An obligation to demand the most of ourselves

Last week UTMSU representatives met with departing Vice-President Orchard to discuss what they wanted from the next president. (Predictably, the issue of tuition fees was chief on their list.) Vice-President Part-Time Affairs Ibrahim Hindy suggested a principal who will go out of their way to get to know students, meeting with them for two hours a month as a minimum requirement.

“This is the University of Toronto,”  said Mr. Hindy. “You demand the most of us as students, and we have the right as students to demand the most of our principal.”

Sensible as Mr. Hindy’s suggestion was, it made me think about something apparently unrelated to the topic of tuition fees or even the topic of the next vice-president. It’s the basis of this editorial, and can be summed up as “We have the right to demand the most of ourselves.”

On second thought, make that “We have an obligation to demand the most of ourselves.

The seed was for this idea was planted one afternoon, two or three years ago, in a Communication, Culture and Information Technology Advisory Board meeting, when a student complained that the CCIT program wasn’t well-known. This, he argued, meant that he would have a difficult time finding a job when he graduated. Other students nodded their agreement as CCIT professors dutifully scribbled notes on their notepads.

When I got home that night, I looked CCIT up in Wikipedia. By then the CCIT program had existed for at least a couple of years. Hundreds of students had learned elements of communication, from cyberlaw  to web design to the history of radio. Yet none had thought of creating a Wikipedia entry for CCIT. So I did. (Someone has since deleted it. That’s beside the point, although I do plan on finding out why they did that.)

The idea blossomed further when I heard that Michael Di Leo, The Medium’s arts editor, had failed to find a summer job. Michael could have raged on against the economy and the depression and how bad students have it. Instead, he partnered with a friend to create his own a company—a yacht- and deck-cleaning business. Hard work, to be sure. But it made him some money.

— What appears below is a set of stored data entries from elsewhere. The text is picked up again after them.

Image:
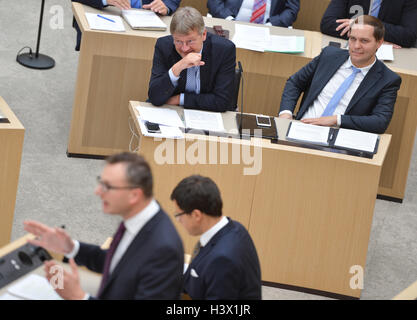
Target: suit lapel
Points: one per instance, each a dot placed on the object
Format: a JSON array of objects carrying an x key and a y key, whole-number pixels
[
  {"x": 372, "y": 77},
  {"x": 205, "y": 70},
  {"x": 327, "y": 72}
]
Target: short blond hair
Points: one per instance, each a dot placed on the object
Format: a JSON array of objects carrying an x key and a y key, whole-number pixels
[{"x": 185, "y": 20}]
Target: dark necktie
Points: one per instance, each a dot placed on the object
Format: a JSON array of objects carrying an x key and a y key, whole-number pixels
[{"x": 109, "y": 255}]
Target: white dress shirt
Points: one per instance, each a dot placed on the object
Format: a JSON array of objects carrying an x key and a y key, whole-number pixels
[
  {"x": 133, "y": 226},
  {"x": 323, "y": 99},
  {"x": 206, "y": 236}
]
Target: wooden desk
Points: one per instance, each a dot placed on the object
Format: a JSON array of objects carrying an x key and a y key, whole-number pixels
[
  {"x": 11, "y": 144},
  {"x": 90, "y": 281},
  {"x": 115, "y": 68},
  {"x": 309, "y": 212}
]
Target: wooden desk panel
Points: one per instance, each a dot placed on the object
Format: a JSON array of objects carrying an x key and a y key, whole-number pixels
[
  {"x": 309, "y": 212},
  {"x": 11, "y": 144}
]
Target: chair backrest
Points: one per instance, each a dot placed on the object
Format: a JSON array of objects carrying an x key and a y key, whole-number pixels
[{"x": 236, "y": 87}]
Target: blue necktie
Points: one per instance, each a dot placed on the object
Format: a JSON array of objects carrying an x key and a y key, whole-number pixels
[
  {"x": 334, "y": 101},
  {"x": 193, "y": 77},
  {"x": 376, "y": 5},
  {"x": 136, "y": 3}
]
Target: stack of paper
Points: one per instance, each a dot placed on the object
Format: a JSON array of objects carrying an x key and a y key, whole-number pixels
[
  {"x": 251, "y": 37},
  {"x": 308, "y": 133},
  {"x": 104, "y": 22},
  {"x": 286, "y": 44},
  {"x": 32, "y": 287},
  {"x": 204, "y": 120},
  {"x": 143, "y": 20},
  {"x": 168, "y": 120}
]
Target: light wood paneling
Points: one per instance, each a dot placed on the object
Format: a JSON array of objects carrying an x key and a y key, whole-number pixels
[{"x": 11, "y": 144}]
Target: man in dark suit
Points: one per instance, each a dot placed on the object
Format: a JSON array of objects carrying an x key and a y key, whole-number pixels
[
  {"x": 191, "y": 67},
  {"x": 399, "y": 18},
  {"x": 280, "y": 13},
  {"x": 162, "y": 7},
  {"x": 145, "y": 259},
  {"x": 225, "y": 264},
  {"x": 351, "y": 89}
]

The idea finally materialized into a draft for this editorial when I heard about the Erindale Filipino Students’ Association and its initiative to raise money for victims of Hurricane Ketsana. They didn’t just sit down and weep for the losses that their countrymen suffered. They did something about it.

I don’t mean to deny that some students may have a hard time paying their tuition fees, or making the most of UTM, or gathering the nerve to knock on the door of a UTM official.

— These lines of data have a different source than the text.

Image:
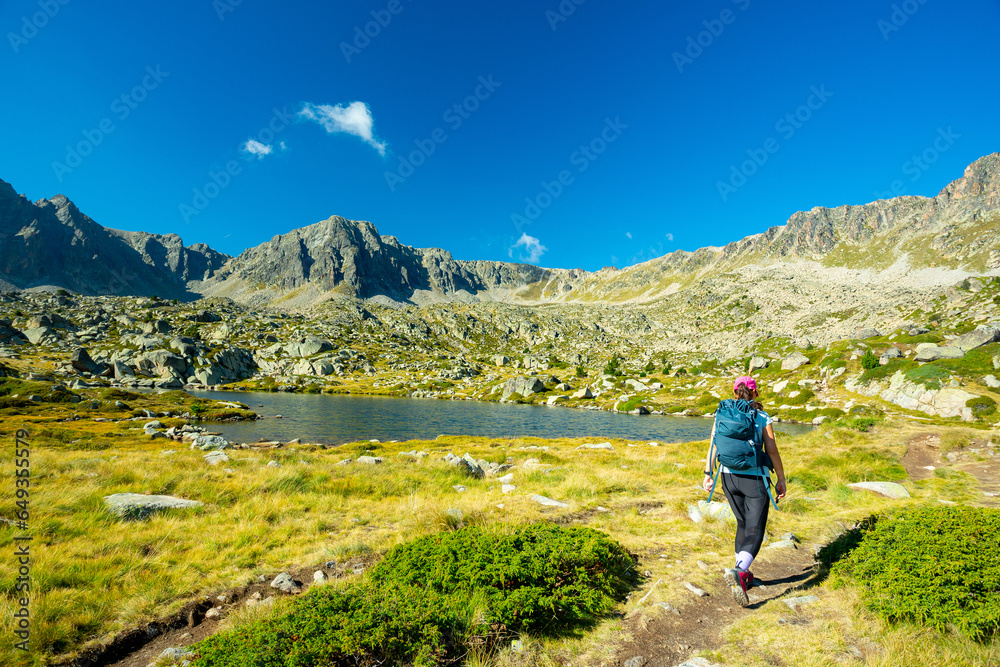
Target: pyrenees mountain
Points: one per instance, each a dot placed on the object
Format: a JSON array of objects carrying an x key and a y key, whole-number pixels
[
  {"x": 896, "y": 252},
  {"x": 52, "y": 243}
]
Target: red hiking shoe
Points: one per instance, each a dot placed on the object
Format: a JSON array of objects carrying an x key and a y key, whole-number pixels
[{"x": 740, "y": 582}]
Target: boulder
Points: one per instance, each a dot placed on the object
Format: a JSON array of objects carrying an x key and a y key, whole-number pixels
[
  {"x": 206, "y": 316},
  {"x": 523, "y": 386},
  {"x": 932, "y": 352},
  {"x": 137, "y": 506},
  {"x": 216, "y": 457},
  {"x": 793, "y": 361},
  {"x": 184, "y": 346},
  {"x": 536, "y": 363},
  {"x": 39, "y": 335},
  {"x": 636, "y": 385},
  {"x": 11, "y": 336},
  {"x": 82, "y": 363},
  {"x": 155, "y": 327},
  {"x": 308, "y": 346},
  {"x": 891, "y": 353},
  {"x": 53, "y": 320},
  {"x": 208, "y": 376},
  {"x": 547, "y": 502},
  {"x": 163, "y": 364},
  {"x": 122, "y": 371},
  {"x": 466, "y": 464},
  {"x": 981, "y": 335},
  {"x": 284, "y": 582}
]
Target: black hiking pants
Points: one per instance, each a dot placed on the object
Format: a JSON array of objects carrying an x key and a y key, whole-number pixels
[{"x": 747, "y": 496}]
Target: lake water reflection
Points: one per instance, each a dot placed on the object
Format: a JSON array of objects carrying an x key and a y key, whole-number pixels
[{"x": 336, "y": 419}]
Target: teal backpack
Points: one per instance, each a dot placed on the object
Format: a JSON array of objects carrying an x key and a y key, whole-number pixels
[{"x": 737, "y": 446}]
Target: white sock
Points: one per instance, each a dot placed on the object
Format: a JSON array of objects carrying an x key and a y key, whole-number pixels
[{"x": 743, "y": 560}]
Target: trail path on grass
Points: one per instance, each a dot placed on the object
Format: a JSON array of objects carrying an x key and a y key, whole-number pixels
[{"x": 660, "y": 637}]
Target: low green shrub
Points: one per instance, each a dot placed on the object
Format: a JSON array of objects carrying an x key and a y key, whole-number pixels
[
  {"x": 981, "y": 406},
  {"x": 869, "y": 360},
  {"x": 431, "y": 599},
  {"x": 881, "y": 372},
  {"x": 935, "y": 566},
  {"x": 119, "y": 395}
]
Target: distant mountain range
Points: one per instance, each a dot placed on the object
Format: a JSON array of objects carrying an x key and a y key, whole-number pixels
[{"x": 50, "y": 242}]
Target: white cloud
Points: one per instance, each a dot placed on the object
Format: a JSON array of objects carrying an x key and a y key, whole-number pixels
[
  {"x": 532, "y": 247},
  {"x": 254, "y": 147},
  {"x": 354, "y": 118}
]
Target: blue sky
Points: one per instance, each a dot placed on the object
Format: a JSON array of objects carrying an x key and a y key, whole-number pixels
[{"x": 569, "y": 135}]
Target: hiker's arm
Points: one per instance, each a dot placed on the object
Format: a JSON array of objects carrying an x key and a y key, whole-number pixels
[
  {"x": 706, "y": 482},
  {"x": 771, "y": 447}
]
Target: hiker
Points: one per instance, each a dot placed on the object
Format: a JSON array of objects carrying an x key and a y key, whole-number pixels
[{"x": 747, "y": 481}]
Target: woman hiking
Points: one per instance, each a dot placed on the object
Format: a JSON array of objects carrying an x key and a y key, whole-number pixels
[{"x": 747, "y": 482}]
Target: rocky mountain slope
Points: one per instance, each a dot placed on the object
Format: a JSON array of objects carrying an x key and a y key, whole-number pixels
[
  {"x": 347, "y": 257},
  {"x": 825, "y": 274},
  {"x": 50, "y": 242}
]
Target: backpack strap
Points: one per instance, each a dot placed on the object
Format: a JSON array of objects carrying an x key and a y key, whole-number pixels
[{"x": 718, "y": 471}]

What I am saying is that going through hard times is the point. It’s no picnic having two jobs while going to school full-time, like my sister did last year. It’s not easy to take four courses and a paid internship and work at The Medium, like Saaliha, our news editor. Neither is it pleasant to feel a knot in your stomach every time you get a letter from OSAP, like I do.

But tough times are part of the experience. Tough times come when you do  your best, when you try and beat the odds. Tough times are something that all students should experience. They teach you what it’s like to work until midnight even though you have an exam next morning. They make you tougher and they make  you a better student, and they will pay off when you get that job that you couldn’t have gotten otherwise and when you retain that job because you already know what it’s like to work your ass off.

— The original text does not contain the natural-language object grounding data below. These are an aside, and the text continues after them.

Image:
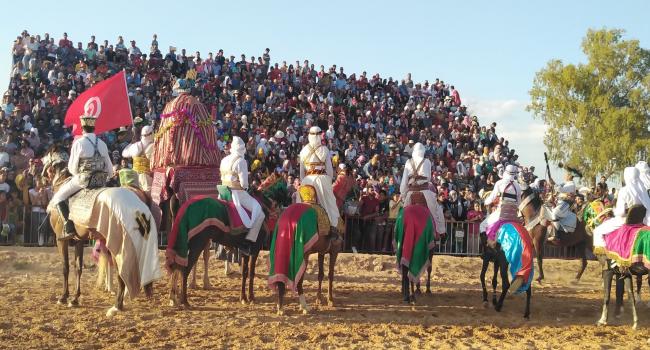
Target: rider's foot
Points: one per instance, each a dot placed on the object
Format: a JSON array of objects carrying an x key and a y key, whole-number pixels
[{"x": 69, "y": 231}]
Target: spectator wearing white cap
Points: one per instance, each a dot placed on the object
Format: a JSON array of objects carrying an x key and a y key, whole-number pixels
[{"x": 563, "y": 220}]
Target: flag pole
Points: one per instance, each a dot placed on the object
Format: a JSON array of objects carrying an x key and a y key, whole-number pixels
[{"x": 126, "y": 89}]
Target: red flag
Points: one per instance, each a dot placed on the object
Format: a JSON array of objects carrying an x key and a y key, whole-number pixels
[{"x": 108, "y": 101}]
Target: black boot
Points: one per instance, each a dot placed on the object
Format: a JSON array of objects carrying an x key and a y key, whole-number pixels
[
  {"x": 69, "y": 231},
  {"x": 334, "y": 233}
]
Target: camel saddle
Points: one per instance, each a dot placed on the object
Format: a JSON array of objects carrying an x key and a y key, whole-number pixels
[
  {"x": 417, "y": 198},
  {"x": 82, "y": 204},
  {"x": 225, "y": 196}
]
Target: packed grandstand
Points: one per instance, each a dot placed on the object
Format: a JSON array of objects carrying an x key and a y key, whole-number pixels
[{"x": 371, "y": 124}]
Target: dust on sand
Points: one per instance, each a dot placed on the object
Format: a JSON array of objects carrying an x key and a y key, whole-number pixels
[{"x": 368, "y": 314}]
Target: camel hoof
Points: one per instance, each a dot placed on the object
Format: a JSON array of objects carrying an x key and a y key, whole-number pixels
[{"x": 112, "y": 311}]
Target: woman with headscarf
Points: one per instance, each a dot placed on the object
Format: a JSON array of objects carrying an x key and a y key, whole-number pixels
[
  {"x": 633, "y": 193},
  {"x": 234, "y": 174},
  {"x": 416, "y": 178}
]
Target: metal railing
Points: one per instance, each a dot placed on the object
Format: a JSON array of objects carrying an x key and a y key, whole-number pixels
[{"x": 462, "y": 238}]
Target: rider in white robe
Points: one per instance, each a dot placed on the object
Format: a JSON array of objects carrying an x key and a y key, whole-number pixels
[
  {"x": 141, "y": 152},
  {"x": 644, "y": 173},
  {"x": 507, "y": 196},
  {"x": 316, "y": 170},
  {"x": 90, "y": 167},
  {"x": 633, "y": 193},
  {"x": 416, "y": 178},
  {"x": 234, "y": 174}
]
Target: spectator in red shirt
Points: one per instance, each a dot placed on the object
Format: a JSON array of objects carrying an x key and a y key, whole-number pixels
[
  {"x": 65, "y": 43},
  {"x": 368, "y": 212}
]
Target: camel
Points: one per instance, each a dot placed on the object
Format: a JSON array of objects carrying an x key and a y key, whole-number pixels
[{"x": 59, "y": 174}]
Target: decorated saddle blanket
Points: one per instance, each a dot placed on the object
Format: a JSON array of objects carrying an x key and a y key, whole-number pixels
[
  {"x": 628, "y": 245},
  {"x": 82, "y": 204},
  {"x": 295, "y": 233},
  {"x": 414, "y": 238},
  {"x": 131, "y": 236},
  {"x": 194, "y": 216},
  {"x": 518, "y": 248}
]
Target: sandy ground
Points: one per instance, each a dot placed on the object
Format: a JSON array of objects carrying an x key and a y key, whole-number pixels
[{"x": 368, "y": 314}]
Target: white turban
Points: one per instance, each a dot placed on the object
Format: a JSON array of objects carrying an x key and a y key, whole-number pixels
[
  {"x": 418, "y": 152},
  {"x": 237, "y": 146},
  {"x": 568, "y": 187},
  {"x": 510, "y": 173},
  {"x": 314, "y": 136}
]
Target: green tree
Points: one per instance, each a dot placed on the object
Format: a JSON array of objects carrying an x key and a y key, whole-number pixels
[{"x": 597, "y": 114}]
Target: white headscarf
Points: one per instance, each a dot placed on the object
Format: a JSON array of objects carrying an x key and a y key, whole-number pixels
[
  {"x": 237, "y": 146},
  {"x": 146, "y": 135},
  {"x": 634, "y": 187},
  {"x": 644, "y": 173},
  {"x": 418, "y": 152},
  {"x": 510, "y": 172},
  {"x": 314, "y": 136}
]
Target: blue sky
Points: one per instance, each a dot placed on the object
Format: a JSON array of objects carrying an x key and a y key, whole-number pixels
[{"x": 490, "y": 50}]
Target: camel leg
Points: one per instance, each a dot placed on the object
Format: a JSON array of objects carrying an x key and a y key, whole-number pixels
[
  {"x": 620, "y": 294},
  {"x": 301, "y": 297},
  {"x": 630, "y": 295},
  {"x": 639, "y": 283},
  {"x": 405, "y": 284},
  {"x": 79, "y": 263},
  {"x": 429, "y": 268},
  {"x": 109, "y": 272},
  {"x": 330, "y": 289},
  {"x": 206, "y": 262},
  {"x": 412, "y": 293},
  {"x": 66, "y": 271},
  {"x": 583, "y": 260},
  {"x": 505, "y": 283},
  {"x": 244, "y": 276},
  {"x": 529, "y": 293},
  {"x": 192, "y": 258},
  {"x": 281, "y": 290},
  {"x": 539, "y": 250},
  {"x": 607, "y": 287},
  {"x": 321, "y": 275},
  {"x": 184, "y": 302},
  {"x": 173, "y": 286},
  {"x": 495, "y": 282},
  {"x": 119, "y": 299},
  {"x": 484, "y": 267},
  {"x": 192, "y": 284},
  {"x": 251, "y": 279}
]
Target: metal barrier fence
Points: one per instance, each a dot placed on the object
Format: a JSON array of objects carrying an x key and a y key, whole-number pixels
[{"x": 462, "y": 238}]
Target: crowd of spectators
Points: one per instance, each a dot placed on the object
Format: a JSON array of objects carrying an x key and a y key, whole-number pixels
[{"x": 371, "y": 122}]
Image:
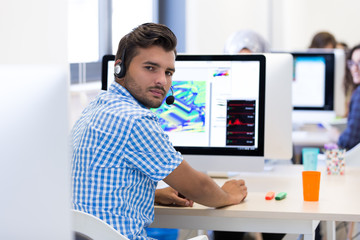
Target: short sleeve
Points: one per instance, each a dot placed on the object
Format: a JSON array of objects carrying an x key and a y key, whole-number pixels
[{"x": 150, "y": 150}]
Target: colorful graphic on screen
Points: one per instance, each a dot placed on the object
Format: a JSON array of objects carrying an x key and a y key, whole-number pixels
[{"x": 188, "y": 111}]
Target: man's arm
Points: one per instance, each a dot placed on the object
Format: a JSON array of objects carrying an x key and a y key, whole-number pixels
[{"x": 200, "y": 188}]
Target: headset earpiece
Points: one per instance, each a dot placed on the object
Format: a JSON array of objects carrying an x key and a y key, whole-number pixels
[{"x": 119, "y": 69}]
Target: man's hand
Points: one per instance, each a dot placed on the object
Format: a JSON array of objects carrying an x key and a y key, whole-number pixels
[{"x": 169, "y": 196}]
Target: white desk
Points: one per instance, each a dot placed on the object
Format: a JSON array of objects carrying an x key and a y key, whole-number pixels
[{"x": 339, "y": 201}]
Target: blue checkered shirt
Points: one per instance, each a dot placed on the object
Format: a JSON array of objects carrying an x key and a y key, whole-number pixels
[
  {"x": 351, "y": 135},
  {"x": 119, "y": 154}
]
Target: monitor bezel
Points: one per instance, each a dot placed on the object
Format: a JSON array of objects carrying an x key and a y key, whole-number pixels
[
  {"x": 230, "y": 151},
  {"x": 104, "y": 70},
  {"x": 329, "y": 79}
]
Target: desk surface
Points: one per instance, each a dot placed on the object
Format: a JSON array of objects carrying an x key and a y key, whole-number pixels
[{"x": 338, "y": 201}]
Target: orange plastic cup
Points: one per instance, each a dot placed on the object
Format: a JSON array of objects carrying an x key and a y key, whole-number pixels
[{"x": 311, "y": 185}]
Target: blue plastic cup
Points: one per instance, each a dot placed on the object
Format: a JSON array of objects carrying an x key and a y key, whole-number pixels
[{"x": 309, "y": 157}]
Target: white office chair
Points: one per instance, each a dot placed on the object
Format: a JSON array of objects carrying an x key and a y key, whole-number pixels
[
  {"x": 352, "y": 157},
  {"x": 89, "y": 227}
]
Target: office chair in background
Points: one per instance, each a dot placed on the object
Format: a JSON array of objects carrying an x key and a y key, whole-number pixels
[{"x": 89, "y": 227}]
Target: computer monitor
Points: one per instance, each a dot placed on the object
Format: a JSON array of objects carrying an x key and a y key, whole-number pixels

Some students have legitimate reasons to complain about high tuition fees or about UTM being inaccessible to students. Whatever they are, I do not mean to discredit them—not as long as these students can look at their reflection in their mirror and tell themselves, I did my best and still couldn’t succeed. I applied for OSAP but was rejected. I tried — really tried — to find a job or two while I went to school part-time but was unable to. I graduated but couldn’t find a job—even though went to the Career Centre workshops and cold-called a bunch of companies and kept going door to door, no matter how many people had slammed them to my face.